Now they're released a streaming iPad application, but it won't stream DVR content, only live TV. Why? Is it a technical limitation? No, it's so they can sell you their $150 Nomad box.

I'm done. Thanks DirecTV, for reminding me how you treat your customers. Our user experience doesn't matter, as long as we're forking over the cash.


----------



## stevel (Aug 23, 2000)

Pretty soon you will get an update for the HR22 that will make it much faster.

As for the streaming, it is probably a licensing issue.


----------



## Raketemensch (Jun 1, 2010)

The licensing already exists, since the Nomad can do it already -- it's just a separate piece of hardware from the same company pushing the same content to the same devices.


----------



## ncted (May 13, 2007)

I am 1 year into my D* contract. I find it just ok, but better than TWC with Navigator or Tivo/SDV/TA nightmare. 

My biggest gripe is the price. For my 2 DVR setup with whole home and Choice, I am paying $90 before rebates which will all expire rather soon. 

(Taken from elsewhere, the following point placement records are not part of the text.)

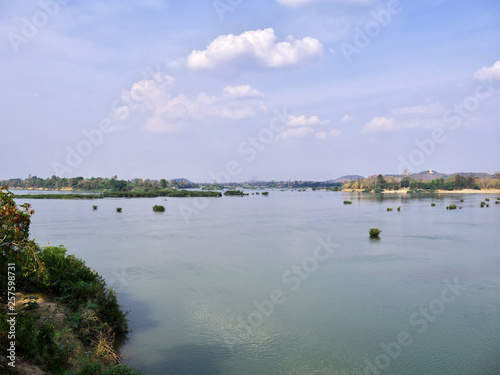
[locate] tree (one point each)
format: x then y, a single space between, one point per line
381 183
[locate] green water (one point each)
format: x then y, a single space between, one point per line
222 293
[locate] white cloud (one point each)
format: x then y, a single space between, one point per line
490 73
346 118
296 133
259 47
335 133
320 135
299 3
240 92
428 115
377 124
165 112
305 121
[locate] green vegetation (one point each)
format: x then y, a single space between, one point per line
379 183
160 193
58 196
231 193
158 208
113 184
126 194
212 187
95 183
75 333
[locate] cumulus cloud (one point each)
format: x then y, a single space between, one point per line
335 133
346 118
166 112
305 121
299 3
489 73
296 133
377 124
427 116
258 47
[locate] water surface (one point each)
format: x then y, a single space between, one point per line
193 287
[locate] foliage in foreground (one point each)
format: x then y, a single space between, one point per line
91 314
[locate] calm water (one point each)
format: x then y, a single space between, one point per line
199 291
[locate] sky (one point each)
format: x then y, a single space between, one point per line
240 90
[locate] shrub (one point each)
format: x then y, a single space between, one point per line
234 193
158 208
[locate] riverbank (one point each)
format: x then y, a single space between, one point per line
461 191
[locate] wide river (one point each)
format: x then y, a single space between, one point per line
291 283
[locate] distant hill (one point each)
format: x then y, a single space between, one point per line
348 177
432 175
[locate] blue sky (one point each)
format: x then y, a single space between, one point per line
235 90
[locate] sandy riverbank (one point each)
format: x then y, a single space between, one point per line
462 191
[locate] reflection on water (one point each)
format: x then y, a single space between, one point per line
196 291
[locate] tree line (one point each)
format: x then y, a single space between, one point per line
455 182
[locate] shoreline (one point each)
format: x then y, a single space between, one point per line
461 191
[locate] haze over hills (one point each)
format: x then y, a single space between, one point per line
424 175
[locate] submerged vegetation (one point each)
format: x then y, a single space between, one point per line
73 334
158 208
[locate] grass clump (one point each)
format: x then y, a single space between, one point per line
85 314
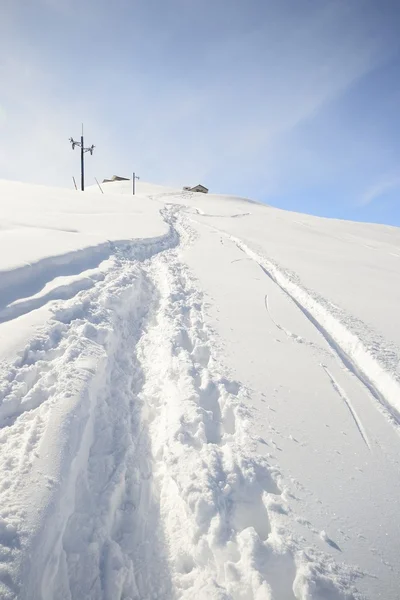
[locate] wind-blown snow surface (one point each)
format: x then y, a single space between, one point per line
199 398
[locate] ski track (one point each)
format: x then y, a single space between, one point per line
124 432
378 382
347 402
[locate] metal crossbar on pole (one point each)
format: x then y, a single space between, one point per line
81 145
134 183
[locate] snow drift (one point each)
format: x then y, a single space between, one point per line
199 398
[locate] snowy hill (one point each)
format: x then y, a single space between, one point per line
199 398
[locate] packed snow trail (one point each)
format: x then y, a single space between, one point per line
182 426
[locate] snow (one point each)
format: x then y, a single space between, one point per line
199 398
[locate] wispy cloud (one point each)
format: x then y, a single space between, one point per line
379 190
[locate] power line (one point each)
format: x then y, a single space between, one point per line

I ordered a leaf antenna to gauge reception at my house for OTA. If it works out well, I can get a couple of Tivos and AppleTVs for the price of a few months of D* service. I can get all OTA content for free (plus the Tivo service fees if I do not get lifetime) and buy the cable shows on iTunes or Amazon (which I can watch via my BD players) and still save over $500 a year. I just don't see the point of paying such a high price when other options exist.


----------



## newsposter (Aug 18, 2002)

if u need a good UHF i can recommend the DB8, i've had fantastic luck with it for over 5 yrs


----------